In fact, if Corning successfully navigates all of the avenues for growth that Morgan sees open to it, that number could rise by as much as $0.80 extra per share. But even if only the company's fiber-optics and displays businesses stabilize, that alone should be enough to support $3 a share in earnings, says the analyst.
Facts on the ground
How likely is this to happen? According to Morgan Stanley, Corning's display unit, at least, has held up remarkably well despite enduring expected seasonal decline in glass volume shipped, and in the unit prices booked on those shipments in Q1.
Looking forward, the analyst argues that "supply and demand are more in unison" in the display glass market, and despite continually falling prices, "Corning maintains a cost advantage" over its rivals. At the same time, markets where prices are known to continually decline are not the most attractive for new competitors to enter. In Morgan Stanley's view, therefore, Corning doesn't need to fear new entrants into its glass display market, as such suppliers won't commit to build new glass factories until they have customers in hand, offering "committed demand" to purchase their products.
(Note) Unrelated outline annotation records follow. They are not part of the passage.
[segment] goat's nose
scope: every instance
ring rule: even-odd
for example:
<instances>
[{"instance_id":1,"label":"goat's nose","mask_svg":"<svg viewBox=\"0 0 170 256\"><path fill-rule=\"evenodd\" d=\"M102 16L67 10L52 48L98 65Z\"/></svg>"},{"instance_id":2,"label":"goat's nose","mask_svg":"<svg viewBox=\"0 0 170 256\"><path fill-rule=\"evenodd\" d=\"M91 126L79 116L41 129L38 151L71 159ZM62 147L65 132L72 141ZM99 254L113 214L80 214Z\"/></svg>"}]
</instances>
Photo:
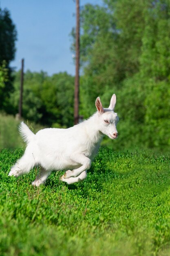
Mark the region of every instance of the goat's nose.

What it means to investors
All of which, I have to admit, sounds pretty good for Corning -- and yet I'm still not convinced by Morgan Stanley's argument that the stock is a buy. Here's why:
Morgan Stanley bases its argument in favor of buying Corning stock on a belief that the company can earn $3 a share "in the coming years." Reviewing other analysts' forecasts as polled on S&P Global Market Intelligence, however, it turns out this is not a popular view. Although Corning is expected to turn profitable again this year, the consensus view on Wall Street is that Corning will earn only $0.98 per share this year -- and no more than $2.28 per share two years from now, which as far out as analyst estimates currently reach.
As far as $3 in earnings go, well, Corning has only earned that much once in the past 20 years -- in 2016, when the company sold its 50% stake in Dow Corning, booking a big $2.7 billion gain. That's an event unlikely to repeat any time soon.
As for today, I see Corning as a $24 billion enterprise ($21.9 billion in market capitalization, plus a further $2.1 billion in net debt) with no trailing profits to speak of, and extremely limited free cash flow -- just $200 million last year, and $38 million generated over the last 12 months. True, GAAP profits are expected to return in short order -- and if Corning does beat the odds and start earning $3 a share consistently, with free cash flow to match, then a $34 stock price might not be too much to pay.
As things stand today, though, I just don't see myself paying 631 times trailing FCF for Corning stock.